WORTH A LOOK?: ***
RUNTIME: 165 minutes (including 20-minute interval)
WHEN?: Monday 26 July 2021, booking to Saturday 25 September 2021
The concept of age-blind casting can have undergone no truer test than here with the 82-year-old McKellen playing the titular role of a character often thought to have been aged about 30.
- Read on for reasons including why you shouldn’t choose onstage seating if you see this production in Windsor
We’ve seen both Benedict Cumberbatch‘s and Andrew Scott’s fine Hamlets in recent years and McKellen’s can breathe easily in their company and there rarely can have been an actor who enunciates the lines with such clarity as McKellen does here.
He’s so good in fact that it’s easy to forget the implausibility of the age difference. What a pity then that there is so much going on around him in director Sean Mathias’ vision that seems unnecessarily distracting.
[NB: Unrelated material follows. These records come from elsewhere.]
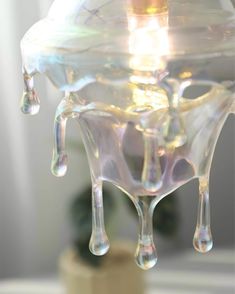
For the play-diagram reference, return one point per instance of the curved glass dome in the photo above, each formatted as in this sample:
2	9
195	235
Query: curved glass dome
119	29
143	79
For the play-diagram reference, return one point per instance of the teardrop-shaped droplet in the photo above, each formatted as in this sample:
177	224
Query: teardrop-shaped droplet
99	243
151	175
202	240
146	254
59	159
30	103
59	164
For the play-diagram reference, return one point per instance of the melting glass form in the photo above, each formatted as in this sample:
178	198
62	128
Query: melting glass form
151	84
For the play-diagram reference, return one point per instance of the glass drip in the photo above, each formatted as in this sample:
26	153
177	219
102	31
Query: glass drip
143	81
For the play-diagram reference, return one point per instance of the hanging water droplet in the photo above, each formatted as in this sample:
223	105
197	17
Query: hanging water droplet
146	254
30	103
151	175
59	159
202	240
99	243
59	164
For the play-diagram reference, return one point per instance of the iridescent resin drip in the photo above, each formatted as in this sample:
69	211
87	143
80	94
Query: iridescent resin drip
30	103
202	240
143	81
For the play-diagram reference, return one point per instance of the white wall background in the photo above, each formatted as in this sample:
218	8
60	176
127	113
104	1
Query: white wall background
34	227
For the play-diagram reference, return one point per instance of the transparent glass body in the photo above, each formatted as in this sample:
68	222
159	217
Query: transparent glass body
151	84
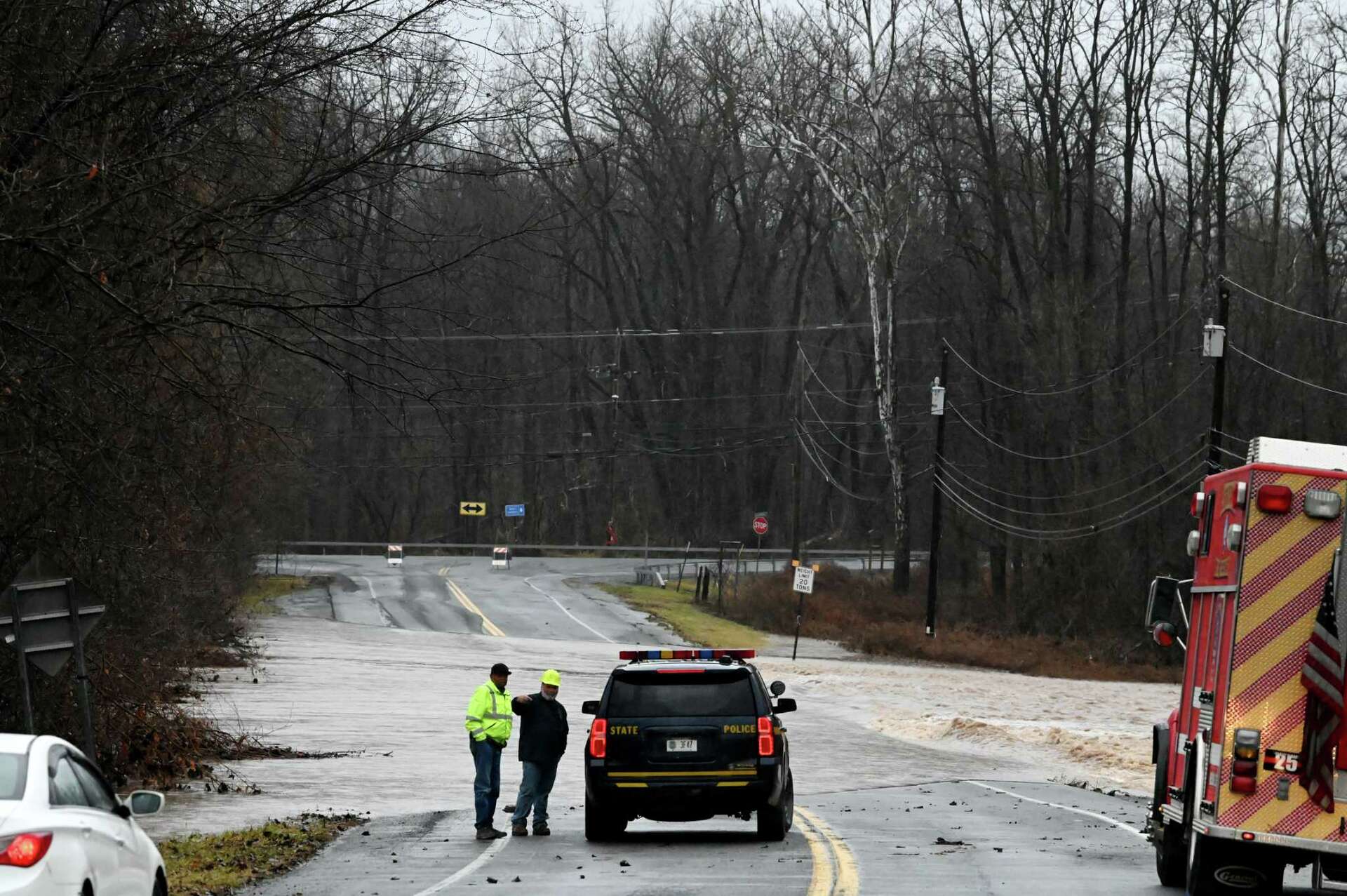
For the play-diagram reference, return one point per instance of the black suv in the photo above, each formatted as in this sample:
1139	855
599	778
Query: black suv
685	735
Jenny Seagrove makes for a reassuring Gertrude in every aspect other than her Scandinavian accent which no-one else in the cast has adopted and makes for a curious solo attempt to geographically locate this prince of Denmark tale.
We’re sitting in onstage seating and can’t make out much of what is happening in the scaffolding above us because of the obscured view and so can make out very little of what Francesca Annis is giving us as the Ghost.
Both Steven Berkoff as Polonius and Emmanuella Cole as Laertes withdrew from the cast and monstagigz favourite Frances Barber (MUSIK, Leicester Square Theatre, and An Ideal Husband, Vaudeville Theatre) brings a sense of humour to what can be the thankless Polonius role and sparks some much-needed laughter in this occasionally misfiring production.
We’ve also seen Lee Knight before (Coming Clean, Trafalgar Studios 2) and his casting as Rosencrantz plays on McKellen’s notion about Hamlet’s bisexuality and love for his longtime friend.
Much has been made about the appearance of an exercise bicycle and one of the most contemplative moments of the play appearing moments ahead of an impending haircut and they underline the notion that it is the confused vision here that is the problem rather than the age-blind nature of the central role.
Interest in the production is such however that we can see it transferring easily to the West End and should it do we’d advise going in with an open mind and avoiding the opportunity to sit on stage with one of this country’s greatest living actors.